LASHKAR GAH, Afghanistan (Reuters) - Afghan security forces have "tactically retreated" from a key district in the southern province of Helmand that foreign troops battled for years to secure, as the Taliban make a late summer push to expand areas they control in a traditional stronghold.
The Taliban have made a grab to secure territory in the north and south this summer, but despite some gains has struggled to hold ground, even though most foreign forces withdrew from Afghanistan in 2014.
Officials in Helmand said security forces had shifted the Naw Zad district governor's office to a safer location to avoid civilian casualties during Taliban attacks, and they retained control of the district.

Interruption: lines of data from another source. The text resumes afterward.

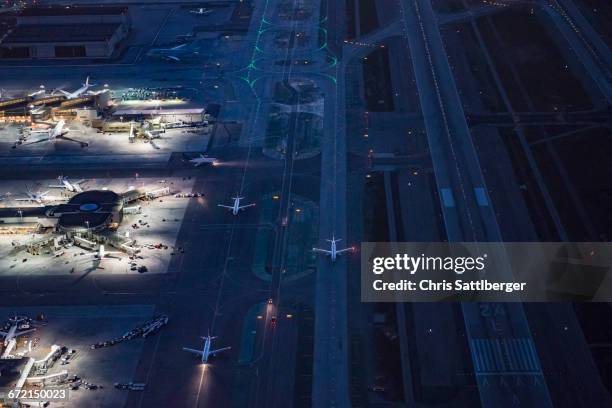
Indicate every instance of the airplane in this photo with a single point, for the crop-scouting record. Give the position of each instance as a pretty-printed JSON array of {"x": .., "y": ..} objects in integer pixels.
[
  {"x": 78, "y": 92},
  {"x": 14, "y": 331},
  {"x": 334, "y": 251},
  {"x": 206, "y": 351},
  {"x": 72, "y": 186},
  {"x": 132, "y": 135},
  {"x": 236, "y": 207},
  {"x": 55, "y": 133},
  {"x": 174, "y": 54},
  {"x": 37, "y": 110},
  {"x": 41, "y": 91},
  {"x": 102, "y": 253},
  {"x": 39, "y": 197},
  {"x": 201, "y": 11},
  {"x": 149, "y": 136},
  {"x": 198, "y": 161}
]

"The previous compound was surrounded by civilian homes and civilians could be harmed during Taliban attacks," said Omar Zwak, a spokesman for the governor of Helmand.
A senior provincial government source said the Taliban had occupied the compound and the surrounding area.

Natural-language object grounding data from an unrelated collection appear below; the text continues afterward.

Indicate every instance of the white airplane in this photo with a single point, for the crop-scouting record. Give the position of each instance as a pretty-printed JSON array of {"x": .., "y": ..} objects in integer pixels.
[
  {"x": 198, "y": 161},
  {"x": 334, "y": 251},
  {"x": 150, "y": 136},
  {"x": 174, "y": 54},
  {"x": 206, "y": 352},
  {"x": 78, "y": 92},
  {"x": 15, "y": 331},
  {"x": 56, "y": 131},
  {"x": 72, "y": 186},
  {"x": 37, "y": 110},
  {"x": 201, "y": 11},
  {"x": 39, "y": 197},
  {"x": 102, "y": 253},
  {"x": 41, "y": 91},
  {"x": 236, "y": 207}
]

Taliban spokesman Qari Yousuf Ahmad said the militants made "thousands of police and army forces" leave the district after heavy fighting late on Monday.
"We have control of the district," he said in statement.
Mohammad Asif, an elder from the Naw Zad area, said Afghan forces and the Taliban were still fighting on the outskirts of Naw Zad on Tuesday.
Small towns like Naw Zad in the fertile Helmand river valley saw some of the heaviest fighting by British and U.S. against the Taliban before foreign forces largely withdrew from combat missions last year.
The Taliban has a strong presence in Helmand, and controls the Baghran district next to Naw Zad. It captured Naw Zad in July, the day after news broke of the death of elusive Taliban leader Mullah Omar.
It was then retaken in August by Afghan forces, who have since come under fierce attack.
Video released by the Taliban on August 10 showed detailed footage of the July battle for the town, with government pick-up trucks and armored vehicles coming under fire.
Helicopters hover overhead and what appears to be an F-16 fighter jet roars past. After intense exchanges of fire, the militants overrun a makeshift hill base, and are shown driving in a U.S. Humvee armored truck apparently previously captured from Afghan forces.
The video ends with footage of hundreds of fighters pledging their support for the new Taliban leader Mullah Akhtar Mohammad Mansour. The Taliban is trying to heal a rift with some commanders after the death of Omar, and is keen to show both its unity and operational strength.